Many of Lexington's most appealing investment properties — particularly newer townhome communities and condominium developments near downtown and the University — carry HOA restrictions that explicitly prohibit rentals under 30 days. HOA prohibitions are entirely independent of city permits; a valid city permit provides zero protection against HOA enforcement, which can include fines, injunctions, and forced sales in extreme cases. Title review and HOA document analysis (CC&Rs, bylaws, and any recent board resolutions) must occur during due diligence, not after closing.

Nearby Alternatives for Restricted Investors

Investors unable to satisfy Lexington's owner-occupancy requirement should evaluate Georgetown, KY (approximately 15 miles north, Toyota manufacturing hub with consistent corporate travel demand) and Versailles, KY (heart of bourbon country and horse farm touring, lighter regulatory framework). Richmond, KY near Eastern Kentucky University offers an affordable entry point with university-driven demand. These surrounding markets currently operate with fewer STR restrictions while still capturing spillover demand from major Lexington events.

Investor Tips for Lexington

  • Run the zoning check before the inspection period expires: Pull the parcel's zone classification from the LFUCG GIS map within the first 3 days of any purchase contract. Owner-occupancy requirements in R-zones will kill your non-resident investment thesis — do not let this surface after you've waived contingencies.

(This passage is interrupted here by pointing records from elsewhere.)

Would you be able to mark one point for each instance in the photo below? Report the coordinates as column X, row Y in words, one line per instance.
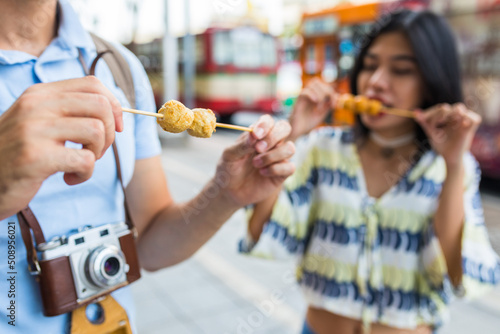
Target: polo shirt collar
column 71, row 33
column 70, row 36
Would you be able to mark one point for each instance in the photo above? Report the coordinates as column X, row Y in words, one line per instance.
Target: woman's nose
column 379, row 81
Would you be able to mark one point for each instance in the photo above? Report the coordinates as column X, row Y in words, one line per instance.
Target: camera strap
column 123, row 79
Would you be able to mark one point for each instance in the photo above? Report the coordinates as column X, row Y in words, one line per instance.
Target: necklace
column 389, row 145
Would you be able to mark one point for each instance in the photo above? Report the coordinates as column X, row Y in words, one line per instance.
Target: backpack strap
column 119, row 67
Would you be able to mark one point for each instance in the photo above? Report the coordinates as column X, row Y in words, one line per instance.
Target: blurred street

  • Target B-1, B-2, and mixed-use parcels for pure investment plays: Commercially zoned properties near downtown Lexington, the Short Street corridor, and North Limestone allow non-owner-occupied STRs. These assets typically carry higher acquisition costs ($250K–$450K range for suitable units) but are the only path to a compliant investor-owned operation without establishing residency.
  • Model conservatively for 180–220 revenue nights annually: Lexington is a strong weekend and event market but experiences softer weekday demand outside conference season. Underwriting to 220+ nights frequently disappoints; 160–180 occupied nights is a realistic base case for non-campus-adjacent properties.

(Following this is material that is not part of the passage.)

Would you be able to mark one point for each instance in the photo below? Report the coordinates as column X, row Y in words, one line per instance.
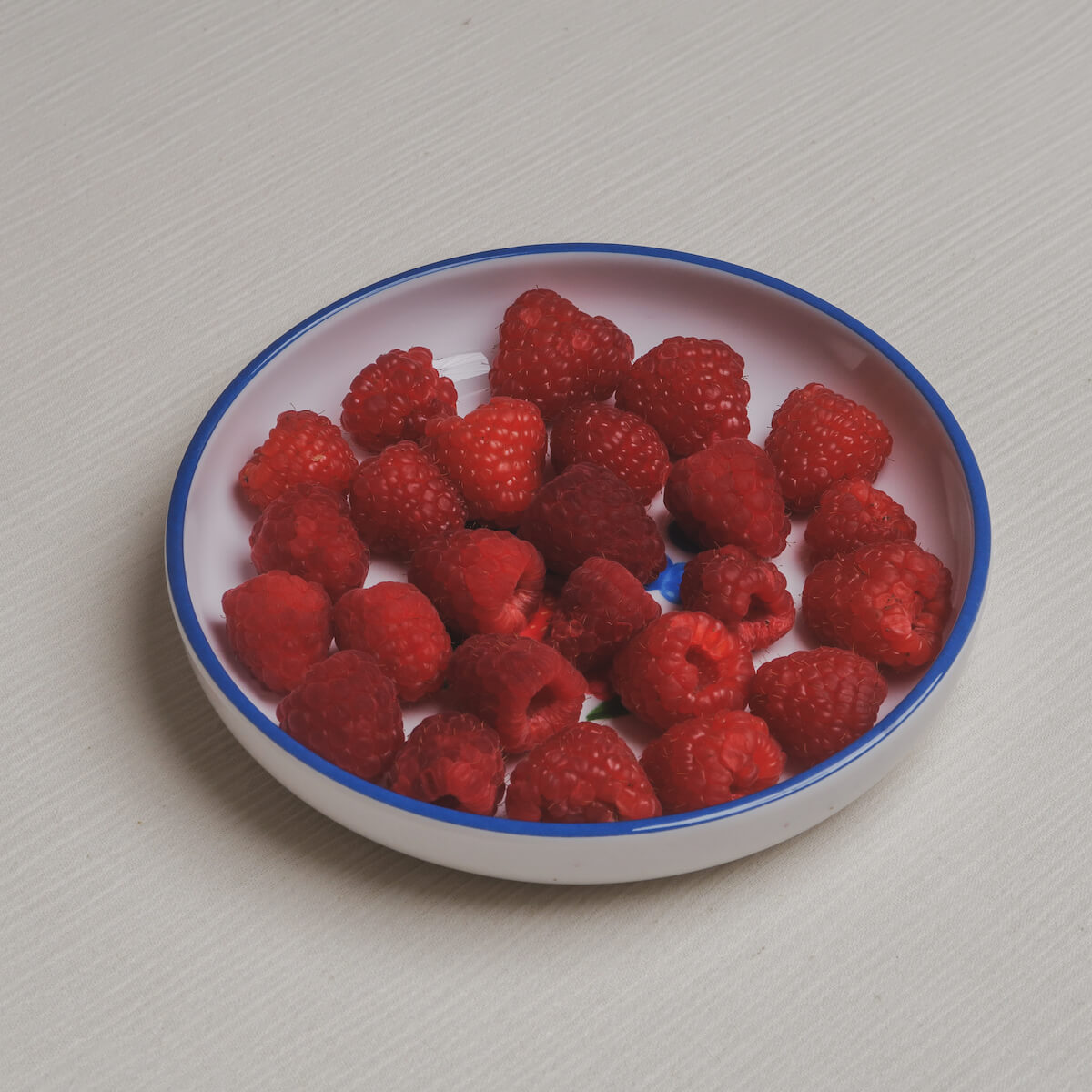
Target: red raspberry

  • Budget $1,500–$3,000 for total compliance setup costs: This includes business license (~$100), STR permit application fees, safety inspection remediation (smoke/CO detectors, fire extinguisher, possible egress upgrades), insurance rider upgrades to meet the $500K liability floor, and professional permit application assistance if needed.
  • Secure STR-friendly insurance before applying for your permit: Standard homeowner's or landlord policies explicitly exclude short-term rental activity. Dedicated STR policies (Proper Insurance, CBIZ, or Steadily) typically run $1,800–$3,500 annually for a Lexington property and satisfy the city's minimum liability requirement.

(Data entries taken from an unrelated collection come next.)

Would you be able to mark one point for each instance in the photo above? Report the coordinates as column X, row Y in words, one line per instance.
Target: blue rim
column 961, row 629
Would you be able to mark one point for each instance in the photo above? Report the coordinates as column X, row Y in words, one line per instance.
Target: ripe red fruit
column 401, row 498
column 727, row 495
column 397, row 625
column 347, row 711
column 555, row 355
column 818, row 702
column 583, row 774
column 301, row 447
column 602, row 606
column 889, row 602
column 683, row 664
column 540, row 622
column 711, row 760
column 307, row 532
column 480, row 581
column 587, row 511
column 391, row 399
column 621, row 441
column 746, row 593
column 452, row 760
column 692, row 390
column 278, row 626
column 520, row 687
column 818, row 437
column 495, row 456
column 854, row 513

  • Display your permit number in every listing — it's mandatory and enforced: Platform audits by the city specifically look for permit numbers in listing titles and descriptions. Missing permit numbers on active listings are a primary violation trigger. Make this part of your listing setup checklist on day one.
  • Stack your calendar around 8–10 annual high-demand events: Kentucky Derby weekend, UK home football games (7 dates), Keeneland spring and fall race meets, and major UK graduation weekends. Dynamic pricing during these windows — often $350–$700/night for well-positioned properties — can generate 25–35% of your annual gross revenue in under 20 nights.
  • Conduct HOA due diligence as a hard go/no-go criterion: Request the full HOA document package (CC&Rs, bylaws, rules and regulations, recent board meeting minutes) and have counsel confirm STR permissibility before closing. Multiple Lexington condo and townhome HOAs have amended governing documents to ban sub-30-day rentals in the past three years — minutes from the last 24 months of board meetings will reveal if an amendment is in process.